Carmine Coletta e la Cantina di Solopaca

Il Sannio è certamente conosciuto in tutto il mondo non soltanto per il torrone ma soprattutto per il vino, una delle eccellenze più rinomate di questa fetta della Campania, con diverse aziende vinicole che cercano di valorizzare nel migliore dei modi questa straordinaria ricchezza regionale.

Per discutere di vino, abbiamo incontrato Carmine Coletta, presidente della Cantina Sociale di Solopaca, una tra le più antiche del Sannio: con oltre 150mila ettolitri di vino prodotti è ai primi posti nella produzione regionale. Le aziende agricole dei soci sono ubicate non solo nel comune di Solopaca ma anche in 16 comuni limitrofi, per un totale di circa 1300 ettari di superficie vitata.

Presidente, da quanti anni opera nel Sannio la sua azienda?

“La Cantina di Solopaca produce vino da poco più di quarant’anni. Inizialmente, i soci fondatori erano 2, mentre attualmente si contano quasi 600 viticoltori soci”.

In questi ultimi anni, come si sono evoluti i mezzi e le tecniche per produrre il vino?

“Ovviamente, fare il vino oggi è completamente diverso da come si faceva quarant’anni fa. Oggi si usano tecniche enologiche molto avanzate, le quali hanno lo scopo di trarre il meglio dall’uva, al fine di ottenere vini di qualità nettamente superiori rispetto a quelli che si producevano in passato. Ciò non deve far pensare che si usano delle particolari “formule” chimiche, ma in realtà si utilizzano  elementi naturali basati sull’uso del “freddo” e di norme igieniche più accurate”.

Indubbiamente, il vino rappresenta una delle eccellenze principali del Sannio: questa ricchezza potrebbe rappresentare un volano di occupazione per l’intero territorio? Se sì, come?

“Oggi tutti i settori sono in crisi e, nell’ambito di quello relativo all’agroalimentare, l’unico prodotto che regge bene in questo momento di grave congiuntura economica è il vino. Questo avviene soprattutto nel Sannio, che ha da tempo rappresentato il luogo di eccellenza per la produzione dei vini.
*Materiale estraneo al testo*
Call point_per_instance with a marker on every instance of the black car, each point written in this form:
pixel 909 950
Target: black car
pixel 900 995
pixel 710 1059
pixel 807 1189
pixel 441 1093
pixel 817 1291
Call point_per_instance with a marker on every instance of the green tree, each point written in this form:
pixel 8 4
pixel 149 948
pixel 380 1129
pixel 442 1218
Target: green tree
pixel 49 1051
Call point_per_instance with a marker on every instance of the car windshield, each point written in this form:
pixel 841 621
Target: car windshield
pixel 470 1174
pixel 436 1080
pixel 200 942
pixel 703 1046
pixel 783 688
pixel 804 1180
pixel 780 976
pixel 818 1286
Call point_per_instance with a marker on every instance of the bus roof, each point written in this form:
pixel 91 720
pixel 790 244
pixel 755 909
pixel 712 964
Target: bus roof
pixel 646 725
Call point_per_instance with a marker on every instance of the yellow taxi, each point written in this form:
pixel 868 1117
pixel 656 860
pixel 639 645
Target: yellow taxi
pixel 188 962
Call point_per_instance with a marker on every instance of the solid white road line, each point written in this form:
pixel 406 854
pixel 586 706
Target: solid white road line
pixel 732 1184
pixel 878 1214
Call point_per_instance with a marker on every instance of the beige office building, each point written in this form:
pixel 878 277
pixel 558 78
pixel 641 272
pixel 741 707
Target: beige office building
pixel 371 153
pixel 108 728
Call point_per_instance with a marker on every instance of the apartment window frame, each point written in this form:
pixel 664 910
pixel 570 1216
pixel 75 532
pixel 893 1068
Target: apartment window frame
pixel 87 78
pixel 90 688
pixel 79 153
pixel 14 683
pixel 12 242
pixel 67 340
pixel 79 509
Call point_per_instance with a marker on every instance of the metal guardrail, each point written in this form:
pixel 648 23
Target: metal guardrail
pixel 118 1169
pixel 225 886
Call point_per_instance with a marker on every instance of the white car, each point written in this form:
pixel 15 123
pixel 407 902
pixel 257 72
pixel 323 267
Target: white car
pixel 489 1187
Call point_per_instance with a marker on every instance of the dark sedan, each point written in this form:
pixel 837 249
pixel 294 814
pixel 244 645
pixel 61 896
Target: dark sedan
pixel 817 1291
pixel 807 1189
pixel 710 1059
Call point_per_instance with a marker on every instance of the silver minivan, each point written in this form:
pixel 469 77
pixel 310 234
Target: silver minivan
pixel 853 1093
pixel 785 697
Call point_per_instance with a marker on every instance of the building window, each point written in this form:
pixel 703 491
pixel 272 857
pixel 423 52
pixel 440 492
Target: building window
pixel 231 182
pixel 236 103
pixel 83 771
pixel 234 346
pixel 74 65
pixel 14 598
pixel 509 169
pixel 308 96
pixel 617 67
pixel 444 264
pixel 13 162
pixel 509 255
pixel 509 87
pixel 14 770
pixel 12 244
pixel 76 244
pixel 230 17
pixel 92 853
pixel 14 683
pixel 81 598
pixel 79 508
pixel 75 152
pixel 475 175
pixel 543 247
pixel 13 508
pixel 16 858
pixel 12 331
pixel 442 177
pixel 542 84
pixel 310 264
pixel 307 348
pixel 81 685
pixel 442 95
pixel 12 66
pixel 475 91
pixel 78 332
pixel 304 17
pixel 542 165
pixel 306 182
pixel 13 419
E’ chiaro che, se rimane attivo il settore del vino, si ha un volano occupazionale per l’intero territorio, in quanto vi è la necessità di occupazione per le lavorazioni nei vigneti, per acquistare i mezzi di produzione, per assistere alle pratiche burocratiche-amministrative delle aziende vinicole”.

Mi può menzionare uno dei suoi successi professionali più recenti?

“Nell’ambito della Cantina di Solopaca, spesso sperimentiamo nuovi prodotti e, nelle scorse festività natalizie, per la prima volta, abbiamo presentato un nuovo prodotto, il vino da dessert di Moscato “Intenso 05″, che ha avuto un successo enorme, grazie non solo alla qualità del vino ma anche al grande lavoro di marketing che lo ha preceduto, svolto con maestria dal nostro gruppo addetto alla comunicazione”.

Quali sono gli obiettivi che si prefigge per il futuro?

“Il nostro intento è innanzitutto quello di aumentare sempre di più la quota di mercato dei vini imbottigliati di qualità e, nello stesso tempo, allargare i confini entro i quali poter distribuire i nostri vini, in particolare all’estero”.

Presidente, secondo lei per quali ragioni il Sannio spesso non riesce a valorizzare al meglio le risorse che possiede? Cosa si sentirebbe di dire in merito a questo aspetto?

“Il Sannio per molto tempo è stato “ostaggio” delle politiche locali non sempre svolte nell’interesse di tutelare e promuovere tale territorio. Se si fossero adottate delle logiche politiche realmente rivolte a utilizzare al meglio e con saggezza i fondi strutturali che si sono avuti, soprattuto nel passato, oggi avremmo aziende capaci di camminare con le loro gambe e non in cerca di assistenzialismo”.